If you use an object a lot it becomes an extension of you. I think back to when I was a little kid and rode my bike everywhere. That bike might as well have been my legs. I’d hop on and off without hardly slowing. I knew every sound it made, every patch of rust, how it felt on my hands and under my feet. I could ride it at full speed or so slow it crawled, or bounce it down a flight of stairs as easily as I could walk them. There are a lot of objects like that. Items we are so intimately familiar with that have all but become a part of us. An old sweatshirt, a favorite pen, wedding band, a pocket knife, reading glasses, even our computer mouse. So why shouldn’t we use our magical tools in everyday tasks? Could harm come from becoming keenly familiar with the bend of your wand, the weight of your atheme or the sound of water filling your chalice?

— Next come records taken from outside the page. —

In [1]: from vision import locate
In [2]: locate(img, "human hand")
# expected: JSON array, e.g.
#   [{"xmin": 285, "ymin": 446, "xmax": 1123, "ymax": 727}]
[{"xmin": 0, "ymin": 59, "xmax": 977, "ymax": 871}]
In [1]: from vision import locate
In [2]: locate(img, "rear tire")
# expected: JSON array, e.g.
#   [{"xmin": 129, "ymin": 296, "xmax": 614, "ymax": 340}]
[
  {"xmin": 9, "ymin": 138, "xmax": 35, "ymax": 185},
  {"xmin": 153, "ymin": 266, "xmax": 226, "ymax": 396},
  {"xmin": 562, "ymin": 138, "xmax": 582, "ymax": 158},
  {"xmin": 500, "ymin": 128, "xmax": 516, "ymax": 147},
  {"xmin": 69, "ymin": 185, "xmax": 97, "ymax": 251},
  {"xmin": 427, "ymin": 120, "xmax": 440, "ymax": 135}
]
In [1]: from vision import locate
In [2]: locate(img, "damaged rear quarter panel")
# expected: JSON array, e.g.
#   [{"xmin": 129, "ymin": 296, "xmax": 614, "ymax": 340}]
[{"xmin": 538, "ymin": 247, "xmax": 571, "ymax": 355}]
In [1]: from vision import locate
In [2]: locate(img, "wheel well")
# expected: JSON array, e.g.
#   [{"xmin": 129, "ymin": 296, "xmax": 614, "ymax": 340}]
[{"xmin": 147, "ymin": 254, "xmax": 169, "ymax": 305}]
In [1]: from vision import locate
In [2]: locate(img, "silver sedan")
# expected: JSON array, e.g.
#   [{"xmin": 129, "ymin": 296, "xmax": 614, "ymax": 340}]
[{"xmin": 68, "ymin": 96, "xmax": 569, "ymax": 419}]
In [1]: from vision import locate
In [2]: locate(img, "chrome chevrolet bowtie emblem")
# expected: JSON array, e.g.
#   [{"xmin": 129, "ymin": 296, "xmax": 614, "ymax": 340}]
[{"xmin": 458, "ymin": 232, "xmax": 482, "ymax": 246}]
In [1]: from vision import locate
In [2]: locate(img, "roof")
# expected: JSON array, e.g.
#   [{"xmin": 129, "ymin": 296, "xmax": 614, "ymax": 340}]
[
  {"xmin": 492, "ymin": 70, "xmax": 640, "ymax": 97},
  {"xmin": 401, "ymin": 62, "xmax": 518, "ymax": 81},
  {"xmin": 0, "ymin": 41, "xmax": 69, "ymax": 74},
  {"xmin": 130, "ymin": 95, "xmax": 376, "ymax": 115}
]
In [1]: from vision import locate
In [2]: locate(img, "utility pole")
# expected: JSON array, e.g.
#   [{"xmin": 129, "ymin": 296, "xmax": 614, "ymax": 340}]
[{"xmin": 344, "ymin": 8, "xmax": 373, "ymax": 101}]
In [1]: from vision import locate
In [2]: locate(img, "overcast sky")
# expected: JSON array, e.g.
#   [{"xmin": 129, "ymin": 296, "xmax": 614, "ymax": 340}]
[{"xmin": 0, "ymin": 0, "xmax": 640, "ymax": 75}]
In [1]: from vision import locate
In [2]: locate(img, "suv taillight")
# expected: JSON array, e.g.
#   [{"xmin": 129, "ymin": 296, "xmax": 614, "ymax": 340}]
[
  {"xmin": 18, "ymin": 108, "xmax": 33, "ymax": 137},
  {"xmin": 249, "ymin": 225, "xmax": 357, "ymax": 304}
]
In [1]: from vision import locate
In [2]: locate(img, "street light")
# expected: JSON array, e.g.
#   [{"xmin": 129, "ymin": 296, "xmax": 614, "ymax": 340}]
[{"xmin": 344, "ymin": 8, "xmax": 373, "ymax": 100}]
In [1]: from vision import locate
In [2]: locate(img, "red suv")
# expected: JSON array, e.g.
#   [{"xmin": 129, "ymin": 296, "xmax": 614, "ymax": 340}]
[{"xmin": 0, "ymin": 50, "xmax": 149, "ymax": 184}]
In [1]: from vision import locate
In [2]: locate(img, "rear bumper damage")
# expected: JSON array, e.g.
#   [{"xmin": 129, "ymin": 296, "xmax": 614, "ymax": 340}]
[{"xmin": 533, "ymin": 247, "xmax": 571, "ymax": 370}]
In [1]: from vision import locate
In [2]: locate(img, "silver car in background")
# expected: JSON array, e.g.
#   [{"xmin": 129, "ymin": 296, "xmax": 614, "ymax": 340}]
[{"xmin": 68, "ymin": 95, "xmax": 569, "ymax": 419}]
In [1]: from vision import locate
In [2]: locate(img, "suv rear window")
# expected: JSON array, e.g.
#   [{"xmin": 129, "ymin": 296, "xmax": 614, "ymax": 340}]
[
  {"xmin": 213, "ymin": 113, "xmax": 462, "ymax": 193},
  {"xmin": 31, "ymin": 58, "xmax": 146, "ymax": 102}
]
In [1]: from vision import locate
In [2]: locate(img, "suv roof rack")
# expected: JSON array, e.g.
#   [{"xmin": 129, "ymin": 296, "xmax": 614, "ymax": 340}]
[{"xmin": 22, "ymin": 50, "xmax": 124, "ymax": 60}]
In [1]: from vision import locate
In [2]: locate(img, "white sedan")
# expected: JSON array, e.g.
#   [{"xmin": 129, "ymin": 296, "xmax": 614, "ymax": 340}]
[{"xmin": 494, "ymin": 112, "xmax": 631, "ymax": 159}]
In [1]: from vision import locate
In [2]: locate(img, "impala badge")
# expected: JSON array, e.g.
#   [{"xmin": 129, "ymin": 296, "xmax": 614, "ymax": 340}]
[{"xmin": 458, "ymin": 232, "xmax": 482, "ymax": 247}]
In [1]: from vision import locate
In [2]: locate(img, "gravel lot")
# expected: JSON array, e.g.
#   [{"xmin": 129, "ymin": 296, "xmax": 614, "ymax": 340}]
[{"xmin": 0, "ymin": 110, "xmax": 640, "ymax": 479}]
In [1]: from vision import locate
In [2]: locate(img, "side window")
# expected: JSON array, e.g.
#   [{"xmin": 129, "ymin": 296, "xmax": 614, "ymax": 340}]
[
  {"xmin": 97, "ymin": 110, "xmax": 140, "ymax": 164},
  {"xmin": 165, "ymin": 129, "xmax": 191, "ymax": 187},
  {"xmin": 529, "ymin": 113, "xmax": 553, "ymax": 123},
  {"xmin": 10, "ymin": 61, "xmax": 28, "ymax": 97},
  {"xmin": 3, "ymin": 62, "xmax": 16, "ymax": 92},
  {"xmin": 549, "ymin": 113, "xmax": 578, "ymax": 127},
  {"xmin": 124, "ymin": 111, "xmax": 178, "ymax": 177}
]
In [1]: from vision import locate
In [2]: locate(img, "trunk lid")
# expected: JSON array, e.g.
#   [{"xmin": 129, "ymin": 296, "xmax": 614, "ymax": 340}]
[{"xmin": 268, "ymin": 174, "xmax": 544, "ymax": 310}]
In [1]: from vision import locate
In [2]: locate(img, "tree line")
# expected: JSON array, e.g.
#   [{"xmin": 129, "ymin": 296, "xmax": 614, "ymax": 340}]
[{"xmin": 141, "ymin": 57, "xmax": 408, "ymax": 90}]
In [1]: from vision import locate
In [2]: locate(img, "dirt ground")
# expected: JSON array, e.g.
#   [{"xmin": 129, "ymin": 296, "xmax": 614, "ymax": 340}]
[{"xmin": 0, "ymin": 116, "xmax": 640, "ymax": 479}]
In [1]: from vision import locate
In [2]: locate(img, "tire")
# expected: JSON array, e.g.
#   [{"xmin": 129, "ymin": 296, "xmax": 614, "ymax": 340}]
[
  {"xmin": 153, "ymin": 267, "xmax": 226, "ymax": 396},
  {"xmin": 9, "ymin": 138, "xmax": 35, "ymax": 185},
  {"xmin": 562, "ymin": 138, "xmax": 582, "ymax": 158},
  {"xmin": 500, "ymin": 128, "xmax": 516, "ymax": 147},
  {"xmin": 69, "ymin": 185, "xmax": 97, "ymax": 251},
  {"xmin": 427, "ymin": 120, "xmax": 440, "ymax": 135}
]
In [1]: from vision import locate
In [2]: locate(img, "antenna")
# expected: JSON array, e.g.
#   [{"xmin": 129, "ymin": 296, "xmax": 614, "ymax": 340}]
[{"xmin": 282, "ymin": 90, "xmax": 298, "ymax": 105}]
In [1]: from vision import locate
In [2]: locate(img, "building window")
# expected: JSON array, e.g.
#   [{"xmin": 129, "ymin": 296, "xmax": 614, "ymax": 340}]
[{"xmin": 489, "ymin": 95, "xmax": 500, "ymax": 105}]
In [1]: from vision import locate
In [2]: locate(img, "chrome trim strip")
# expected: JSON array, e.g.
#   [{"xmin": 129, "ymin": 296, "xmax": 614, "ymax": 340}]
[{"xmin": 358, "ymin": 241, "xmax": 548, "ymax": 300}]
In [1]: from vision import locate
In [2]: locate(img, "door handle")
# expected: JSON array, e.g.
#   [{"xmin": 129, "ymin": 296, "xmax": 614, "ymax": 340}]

I’m sure the origin of this practice is based partly on tradition and partly on the intent of keeping magical items sacred. Magicians hold their magical tools in high regard and want to be respectful of them and how they are handled. Some may suggest that using them for mundane purposes lessens their influence. I suppose if you believe that, then it is true. As power (or energy) does not come from the tool itself but rather the intent of the magician. If a magician believes their magic will suffer from using the tool for mundane tasks then I suppose it probably will. To them I ask, is there really any such thing as the mundane? There is the perception that some moments, places and rituals are more spiritually significant than others. While it may feel that way, in actuality the “mundane” world is where we learn our hard lessons. It’s where we spend most of our time and where we expend most of our energy. In actuality, it is not mundane at all. It is the place and time that was divinely crated for us to do our learning. If you don’t believe in the mundane, then you don’t have to worry about using your magical tools at the wrong time for the wrong purpose.
Of course, no harm can come from preserving your magical tools solely for ritual magick. It is a tradition that has come to be expected. For me, personally, I want to feel connected to my tools and the best way to do that is to use them every chance I get. Maybe one day I’ll feel as connected to my besom as I did to my old bike. For now, I’ve got some sweeping up to do.